Names of variables, constants or functions are examples of identifiers. We normally give meaningful identifier names in English. Since, JavaScript supports unicode, we can even name variables in non-english language like Japanese.
let フルーツ = "Apple";
console.log(フルーツ); // 'Apple'
In the above code フルーツ
stands for fruit in Japanese.
We can represent almost all languages in the world using unicode. Let us try to print a string literal that contains a non-english language.
Here is an example that prints a text in Malayalam language.
let place = "കോട്ടയം";
console.log(place); // 'കോട്ടയം'
Some computer hardware and software cannot display, input, or correctly process the full set of Unicode characters. For example, if we are using an English keyboard, we cannot input é
. In that case, we can use unicode escape sequence to print the é
. The escape sequence for é
is \u00E9
.
console.log("\u00E9"); // 'é'
In ES6, escape sequence with curly brackets(Eg: \u{1F600}
) were introduced.
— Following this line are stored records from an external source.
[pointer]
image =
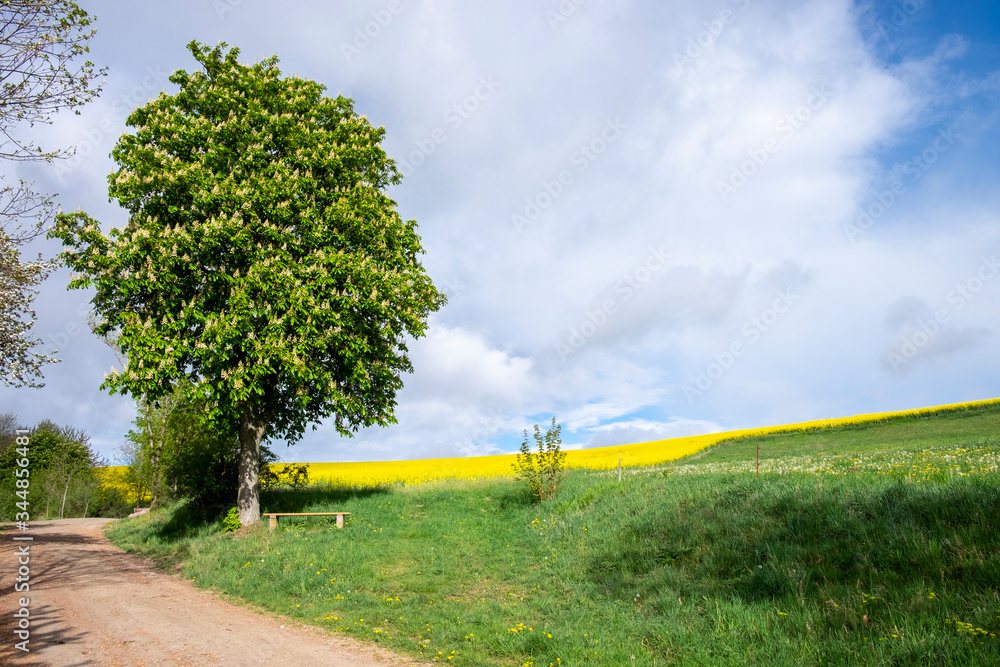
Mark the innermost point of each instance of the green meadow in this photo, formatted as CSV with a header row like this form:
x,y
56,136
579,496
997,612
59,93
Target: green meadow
x,y
866,545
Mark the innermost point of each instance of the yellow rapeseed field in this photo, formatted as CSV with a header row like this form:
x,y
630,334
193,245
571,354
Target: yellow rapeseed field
x,y
602,458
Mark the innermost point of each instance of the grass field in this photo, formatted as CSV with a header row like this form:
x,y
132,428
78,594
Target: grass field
x,y
875,545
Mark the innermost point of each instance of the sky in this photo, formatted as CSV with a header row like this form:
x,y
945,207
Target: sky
x,y
651,219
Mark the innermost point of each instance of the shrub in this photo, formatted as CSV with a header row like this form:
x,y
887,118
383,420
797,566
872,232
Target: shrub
x,y
232,520
542,472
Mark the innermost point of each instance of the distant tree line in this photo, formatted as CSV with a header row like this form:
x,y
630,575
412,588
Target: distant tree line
x,y
65,479
176,451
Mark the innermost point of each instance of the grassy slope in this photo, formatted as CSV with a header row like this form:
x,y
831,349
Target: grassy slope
x,y
960,427
702,569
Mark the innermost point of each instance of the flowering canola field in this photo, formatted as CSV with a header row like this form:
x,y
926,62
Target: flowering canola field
x,y
601,458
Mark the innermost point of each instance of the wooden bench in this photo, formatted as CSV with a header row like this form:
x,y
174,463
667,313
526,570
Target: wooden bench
x,y
273,517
It can support more range than the older four character format(\u00E9
).
Here is an example of new ES6 syntax that prints a smiley.
console.log("\u{1F600}"); // '😀'
When it comes to some characters like é
, it can be represented in multiple ways in JavaScript.
console.log("\u00E9"); // 'é'
console.log("e\u0301"); // 'é'
Even though it looks same for us, for JavaScript they are different. So what is the problem? One problem is, we can redeclare constants that looks like same names.
const é = 10;
const é = 20;
console.log(é); // 10
console.log(é); // 20
Are you finding the above code weird? Yes. You can copy the above code and try if it works.
Inorder to avoid such ambiguities, we need to normalize coding either in the editor or using an external tool. JavaScript cannot do any normalization on its own.